LARGE SAMPLE PROPERTIES OF ESTIMATES OF
A DISCRETE GRADE OF MEMBERSHIP MODEL

H. DENNIS TOLLEY1 AND KENNETH G. MANTON2

1 Department of Statistics, Brigham Young University, Provo, UT 84602, U.S.A.
2 Center for Demographic Studies, Duke University, Durham, NC 27706, U.S.A.

(Received December 28, 1989; revised June 11, 1990)

Abstract.    Increasingly, fuzzy partitions are being used in multivariate classification problems as an alternative to the crisp classification procedures commonly used. One such fuzzy partition, the grade of membership model, partitions individuals into fuzzy sets using multivariate categorical data. Although the statistical methods used to estimate fuzzy membership for this model are based on maximum likelihood methods, large sample properties of the estimation procedure are problematic for two reasons. First, the number of incidental parameters increases with the size of the sample. Second, estimated parameters fall on the boundary of the parameter space with non-zero probability.

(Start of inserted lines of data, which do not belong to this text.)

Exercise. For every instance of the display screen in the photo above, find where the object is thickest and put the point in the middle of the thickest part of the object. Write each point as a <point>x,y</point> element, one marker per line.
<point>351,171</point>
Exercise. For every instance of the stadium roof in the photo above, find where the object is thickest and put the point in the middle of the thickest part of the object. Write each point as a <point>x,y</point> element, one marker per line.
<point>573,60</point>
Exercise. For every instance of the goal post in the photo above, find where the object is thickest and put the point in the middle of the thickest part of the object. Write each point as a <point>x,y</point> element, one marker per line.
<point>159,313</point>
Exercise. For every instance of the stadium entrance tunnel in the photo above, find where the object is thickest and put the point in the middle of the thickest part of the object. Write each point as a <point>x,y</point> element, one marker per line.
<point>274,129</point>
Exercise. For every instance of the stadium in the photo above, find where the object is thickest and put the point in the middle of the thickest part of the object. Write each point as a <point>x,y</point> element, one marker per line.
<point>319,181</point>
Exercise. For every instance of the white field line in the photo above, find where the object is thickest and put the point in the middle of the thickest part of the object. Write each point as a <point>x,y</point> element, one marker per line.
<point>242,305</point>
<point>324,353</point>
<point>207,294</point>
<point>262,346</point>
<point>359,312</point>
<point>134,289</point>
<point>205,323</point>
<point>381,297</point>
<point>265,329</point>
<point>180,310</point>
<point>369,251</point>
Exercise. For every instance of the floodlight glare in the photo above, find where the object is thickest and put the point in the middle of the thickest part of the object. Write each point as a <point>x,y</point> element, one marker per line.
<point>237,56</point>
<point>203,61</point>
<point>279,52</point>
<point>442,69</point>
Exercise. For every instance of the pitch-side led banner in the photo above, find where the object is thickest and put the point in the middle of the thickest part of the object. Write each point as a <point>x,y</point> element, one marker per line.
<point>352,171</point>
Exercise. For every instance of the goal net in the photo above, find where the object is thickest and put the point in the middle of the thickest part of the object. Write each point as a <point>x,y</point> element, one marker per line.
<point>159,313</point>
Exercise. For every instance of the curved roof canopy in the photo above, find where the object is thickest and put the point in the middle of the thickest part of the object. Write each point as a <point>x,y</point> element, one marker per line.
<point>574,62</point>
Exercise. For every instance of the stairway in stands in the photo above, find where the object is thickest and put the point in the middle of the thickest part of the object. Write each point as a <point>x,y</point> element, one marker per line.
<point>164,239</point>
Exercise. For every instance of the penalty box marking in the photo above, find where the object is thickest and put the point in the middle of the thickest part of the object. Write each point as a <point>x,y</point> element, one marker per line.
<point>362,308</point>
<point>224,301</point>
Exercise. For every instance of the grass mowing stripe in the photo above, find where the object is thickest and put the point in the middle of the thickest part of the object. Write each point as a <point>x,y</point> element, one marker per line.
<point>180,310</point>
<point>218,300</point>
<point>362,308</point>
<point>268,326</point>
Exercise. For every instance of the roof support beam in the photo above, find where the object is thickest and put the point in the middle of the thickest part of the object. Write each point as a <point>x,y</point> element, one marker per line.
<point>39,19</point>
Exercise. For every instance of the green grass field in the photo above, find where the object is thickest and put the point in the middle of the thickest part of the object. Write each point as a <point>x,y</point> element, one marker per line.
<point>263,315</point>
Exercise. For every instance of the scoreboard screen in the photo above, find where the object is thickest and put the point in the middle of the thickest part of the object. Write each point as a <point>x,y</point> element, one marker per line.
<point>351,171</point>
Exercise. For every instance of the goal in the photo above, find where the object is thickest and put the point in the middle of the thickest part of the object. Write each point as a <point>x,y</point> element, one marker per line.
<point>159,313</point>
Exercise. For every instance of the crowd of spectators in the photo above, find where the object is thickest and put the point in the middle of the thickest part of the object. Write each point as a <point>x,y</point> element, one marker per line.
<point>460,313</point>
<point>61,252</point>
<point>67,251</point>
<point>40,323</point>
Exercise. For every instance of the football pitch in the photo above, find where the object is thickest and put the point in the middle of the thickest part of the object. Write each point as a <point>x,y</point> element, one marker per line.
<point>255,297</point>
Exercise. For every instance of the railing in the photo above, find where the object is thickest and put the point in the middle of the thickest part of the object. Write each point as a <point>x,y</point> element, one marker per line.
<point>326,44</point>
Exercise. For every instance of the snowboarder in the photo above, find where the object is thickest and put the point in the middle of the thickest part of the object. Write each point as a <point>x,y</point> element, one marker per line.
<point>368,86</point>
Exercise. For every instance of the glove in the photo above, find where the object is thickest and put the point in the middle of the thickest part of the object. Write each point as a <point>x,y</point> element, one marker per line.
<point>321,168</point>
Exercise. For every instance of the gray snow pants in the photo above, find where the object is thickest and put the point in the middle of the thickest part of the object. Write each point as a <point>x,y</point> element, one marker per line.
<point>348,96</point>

This paper examines the consistency of the likelihood approach when estimating the components of a particular probability model that gives rise to a fuzzy partition. The results of the consistency proof are used to determine the large sample distribution of the estimates. Common methods of classifying individuals based on multivariate observations attempt to place each individual into crisply defined sets. The fuzzy partition allows for individual to individual heterogeneity, beyond simply errors in measurement, by defining a set of pure type characteristics and determining each individual's distance from these pure types. Both the profiles of the pure types and the heterogeneity of the individuals must be estimated from data. These estimates empirically define the fuzzy partition. In the current paper, this data is assumed to be categorical data. Because of the large number of parameters to be estimated and the limitations of categorical data, one may be concerned about whether or not the fuzzy partition can be estimated consistently. This paper shows that if heterogeneity is measured with respect to a fixed number of moments of the grade of membership scores of each individual, the estimated fuzzy partition is consistent.

Key words and phrases:    Consistency, fuzzy partition, grade of membership.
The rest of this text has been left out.